On Friday nights I help lead a junior high youth group, which my local courthouse has told me I only have to do for another four months until my community service hours are completed and I can have a driver’s licence again. Anyway, I’m continually astonished by the amount of teenagers that play wallflower with their phones pressed against their eyeballs instead of mingling or participating in group activities. Instead of interacting and honing their social skills or being present, many of them sit on the sidelines in order to keep their Snapstreaks going – and believe me when I tell you, dear reader, that I have no godly idea what that means. When I was a kid there was always a ringleader who stepped forward to start a game of softball or kick the can… which, of course, I never participated in because I preferred reading… alone… in my basement… damn. Well, in any case, it was the 90’s and I didn’t have a smartphone, so at least there’s that.
I see a world obsessed with interconnectivity, and the irony is that the most social of God’s creatures are more lonely, isolated, and neurotic than ever before.

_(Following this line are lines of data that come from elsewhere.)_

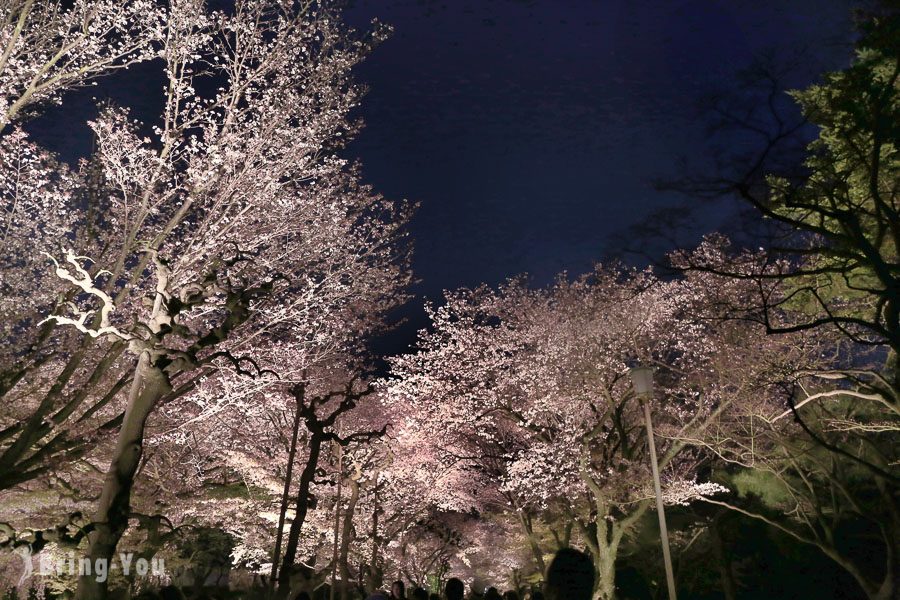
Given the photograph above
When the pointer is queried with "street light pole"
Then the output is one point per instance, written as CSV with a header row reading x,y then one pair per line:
x,y
642,380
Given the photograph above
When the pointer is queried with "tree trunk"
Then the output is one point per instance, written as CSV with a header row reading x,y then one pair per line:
x,y
605,566
317,436
286,494
111,518
726,575
536,551
346,533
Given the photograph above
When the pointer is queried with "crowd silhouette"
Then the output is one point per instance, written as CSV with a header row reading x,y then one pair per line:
x,y
570,576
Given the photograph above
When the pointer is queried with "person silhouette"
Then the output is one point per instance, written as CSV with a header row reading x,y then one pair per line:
x,y
398,591
454,590
570,576
492,594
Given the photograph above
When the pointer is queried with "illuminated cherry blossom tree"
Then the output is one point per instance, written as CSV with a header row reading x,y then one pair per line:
x,y
221,250
544,374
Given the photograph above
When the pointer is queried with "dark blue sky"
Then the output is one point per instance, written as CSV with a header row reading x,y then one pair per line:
x,y
529,131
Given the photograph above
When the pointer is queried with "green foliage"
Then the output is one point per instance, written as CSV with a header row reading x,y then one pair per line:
x,y
848,199
763,485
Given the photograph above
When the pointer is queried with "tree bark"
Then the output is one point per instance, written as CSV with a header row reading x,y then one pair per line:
x,y
346,537
286,494
317,436
111,520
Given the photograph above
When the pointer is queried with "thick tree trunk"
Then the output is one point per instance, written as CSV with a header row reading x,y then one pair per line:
x,y
317,436
346,538
726,575
605,565
536,551
286,494
111,518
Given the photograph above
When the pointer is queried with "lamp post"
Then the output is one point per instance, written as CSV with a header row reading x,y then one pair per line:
x,y
642,380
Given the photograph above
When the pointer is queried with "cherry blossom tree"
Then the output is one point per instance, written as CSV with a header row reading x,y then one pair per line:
x,y
226,243
549,369
49,47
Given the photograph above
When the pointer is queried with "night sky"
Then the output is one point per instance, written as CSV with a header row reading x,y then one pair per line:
x,y
530,131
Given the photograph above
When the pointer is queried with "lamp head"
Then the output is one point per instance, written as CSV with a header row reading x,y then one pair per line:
x,y
642,380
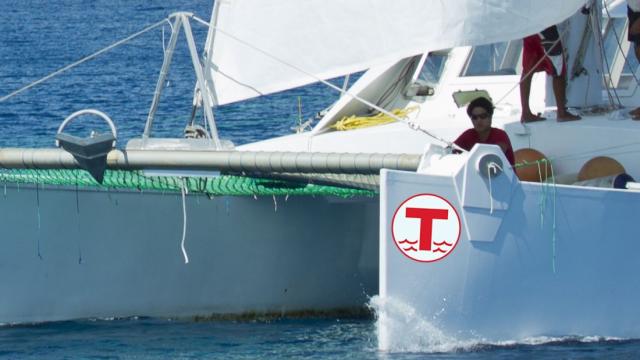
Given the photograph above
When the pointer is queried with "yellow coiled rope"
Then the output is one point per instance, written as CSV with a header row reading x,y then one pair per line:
x,y
358,122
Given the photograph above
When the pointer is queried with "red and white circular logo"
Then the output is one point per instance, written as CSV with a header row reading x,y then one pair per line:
x,y
426,227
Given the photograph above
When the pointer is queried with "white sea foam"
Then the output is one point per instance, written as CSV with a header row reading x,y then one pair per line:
x,y
401,328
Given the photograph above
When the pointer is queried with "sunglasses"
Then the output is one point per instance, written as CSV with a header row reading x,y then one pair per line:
x,y
482,116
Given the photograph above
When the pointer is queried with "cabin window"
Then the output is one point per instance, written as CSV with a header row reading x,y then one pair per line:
x,y
494,59
433,67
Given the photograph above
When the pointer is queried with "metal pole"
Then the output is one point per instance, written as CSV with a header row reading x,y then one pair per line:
x,y
206,99
237,161
168,56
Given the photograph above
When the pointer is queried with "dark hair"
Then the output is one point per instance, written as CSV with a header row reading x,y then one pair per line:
x,y
482,102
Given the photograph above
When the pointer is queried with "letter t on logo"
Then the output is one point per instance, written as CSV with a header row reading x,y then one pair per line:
x,y
426,217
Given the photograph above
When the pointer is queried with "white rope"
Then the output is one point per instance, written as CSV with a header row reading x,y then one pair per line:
x,y
184,191
553,234
85,59
343,92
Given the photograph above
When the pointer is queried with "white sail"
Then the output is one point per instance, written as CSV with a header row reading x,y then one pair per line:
x,y
329,38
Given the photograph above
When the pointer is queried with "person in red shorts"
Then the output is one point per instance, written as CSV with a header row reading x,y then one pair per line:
x,y
480,112
543,52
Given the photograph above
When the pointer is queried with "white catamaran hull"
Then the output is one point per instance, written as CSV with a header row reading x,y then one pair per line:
x,y
542,260
71,254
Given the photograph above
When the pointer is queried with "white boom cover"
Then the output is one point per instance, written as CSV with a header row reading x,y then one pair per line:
x,y
329,38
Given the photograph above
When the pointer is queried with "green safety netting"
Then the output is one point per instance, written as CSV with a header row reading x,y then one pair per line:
x,y
135,180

We’re sacrificing real relationships for anonymous followers, substituting real intimacy for temporary validation, and casting aside actual social development for Twittering… Tweetering? Twitterpation. Time to wrap up.
Ingrid Goes West is darkly hilarious, practically haunting, and absolutely relevant. Ingrid didn’t learn a thing from her experiences in California, but that doesn’t mean we can’t. This week let’s all put our phones down and enjoy some actual face time with someone, shall we? Worst case scenario, we might become better people for it.